ライフタイムバリューは、顧客一人あたりからの売上のこと。せっかく捕まえた顧客が100円の風船ガムを1年間に5回しか買わないなら、5年見通してもLTVは2500円です。しかし歯磨きガムを習慣化してもらったらどうなるでしょう。1週間に100円買ってくれるようになり、5年間のLTVは24000円にまで上がります。
App Storeを担当するフィル・シラーがLTVを考えたとき、ハードウェアとしてはiPhoneをどれだけ長く使い続けてくれるか?という点が最も重要で、999ドルのiPhoneを2億台売りさばくことがゴールではないのです。
安いデバイスでも、毎年買ってくれなくても良いから、iPhoneプラットフォームに残り続けて欲しい。そのために長持ちしたり、転売価格を安定させるといった施策をとります。このあたりは自動車と同様ですね。
自動車と異なるのは、購入したiPhoneを使うために、App Storeでアプリをダウンロード購入してもらえるようにするプラットフォームを用意したことで、活用が進めば進むほど、アプリ消費が伸びていく形でユーザーのLTVを伸ばす仕組みを組み込んだことでした。

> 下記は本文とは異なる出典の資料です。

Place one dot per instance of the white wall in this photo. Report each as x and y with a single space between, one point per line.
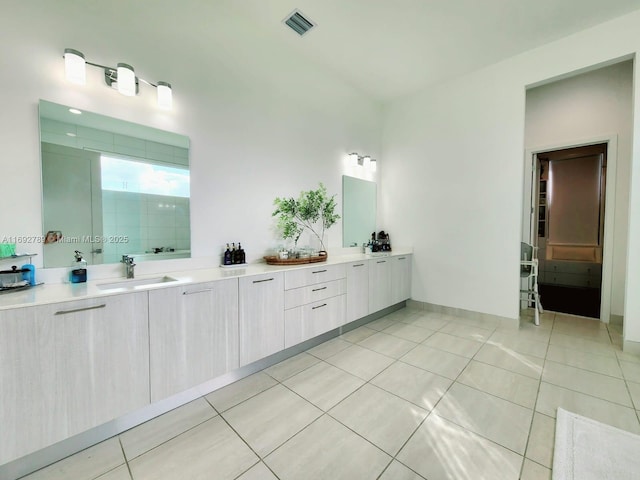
453 173
591 105
262 123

そのため、最近のAppleの指標は、デバイスの販売台数ではなく、プラットフォームのアクティブユーザー数や、サブスクリプション登録者数を指標としています。彼らのLTVをいかに高めるか?その指標となっているのが、プラットフォーム人口に対するサブスクユーザー数になっているというロジックが浮かび上がります。
音楽アプリはLTVを高めているか?
しかしここで問題となったのが、iPhoneで仮想化されたiPod(ミュージック)アプリです。
Spotify登場でより自由な音楽聴取の方法がサブスクリプション方式であると市場の理解が広がる中で、App Storeと同じように1曲いくらでの販売と、LTVの最大化が合わなくなってきたのです。

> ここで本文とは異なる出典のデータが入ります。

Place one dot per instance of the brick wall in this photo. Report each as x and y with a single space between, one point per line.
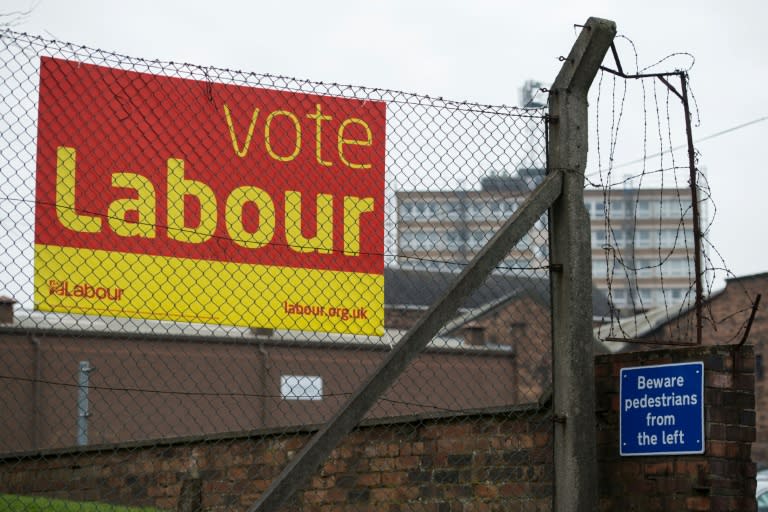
483 462
721 479
470 463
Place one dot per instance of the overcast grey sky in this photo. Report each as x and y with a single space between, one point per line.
480 51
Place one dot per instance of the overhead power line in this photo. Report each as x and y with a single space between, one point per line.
711 136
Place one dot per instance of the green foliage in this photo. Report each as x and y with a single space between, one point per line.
11 503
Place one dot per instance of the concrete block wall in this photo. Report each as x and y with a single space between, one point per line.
477 463
486 462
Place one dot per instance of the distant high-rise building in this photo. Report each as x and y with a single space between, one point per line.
642 239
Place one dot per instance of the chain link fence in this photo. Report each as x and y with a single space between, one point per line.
199 253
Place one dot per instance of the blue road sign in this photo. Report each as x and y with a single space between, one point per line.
662 409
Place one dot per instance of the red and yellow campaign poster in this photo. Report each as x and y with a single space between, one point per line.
186 200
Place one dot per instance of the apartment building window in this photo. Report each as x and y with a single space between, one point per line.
643 209
643 239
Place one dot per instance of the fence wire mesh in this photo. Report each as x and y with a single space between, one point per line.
201 265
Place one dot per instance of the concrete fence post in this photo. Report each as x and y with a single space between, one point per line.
571 274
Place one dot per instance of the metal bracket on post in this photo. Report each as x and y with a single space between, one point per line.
570 250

ソフトウェア業界でも、サブスク化の動きが拡がりました。2013年にAdobeはCreative Cloudを発表し、これまで1本5万円ほどで販売していたクリエイティブアプリを定額料金化し、成長軌道に乗せることができました。
それまで1年半から2年かけてバージョンアップを促してきたクリエイティブアプリの開発を、ユーザーのニーズを吸い上げながら随時反映させる方式とし、クラウドとAIの組み合わせによってユーザーが求める作業を自動化することで、既存顧客を大切にする開発体制への移行を実現しました。
この成功を見て、5年間で見れば15%以上LTVが上昇する試算から、 2015年にはMicrosoftも主力ビジネスアプリをOffice 365としてサブスク化しました。
そうした動きから、Appleは2014年にBeats Electronicsを買収し、ヘッドフォンはApple傘下のブランドとして継続しながら、サブスクリプション型の音楽サービスを「Apple Music」として2015年にリリースしました。
こうして、AppleもSpotify同様のストリーミング型音楽サービスを実現し、自由を阻害する敵ではなく、音楽を自由に楽しむサービスを提供するライバルとなったのです。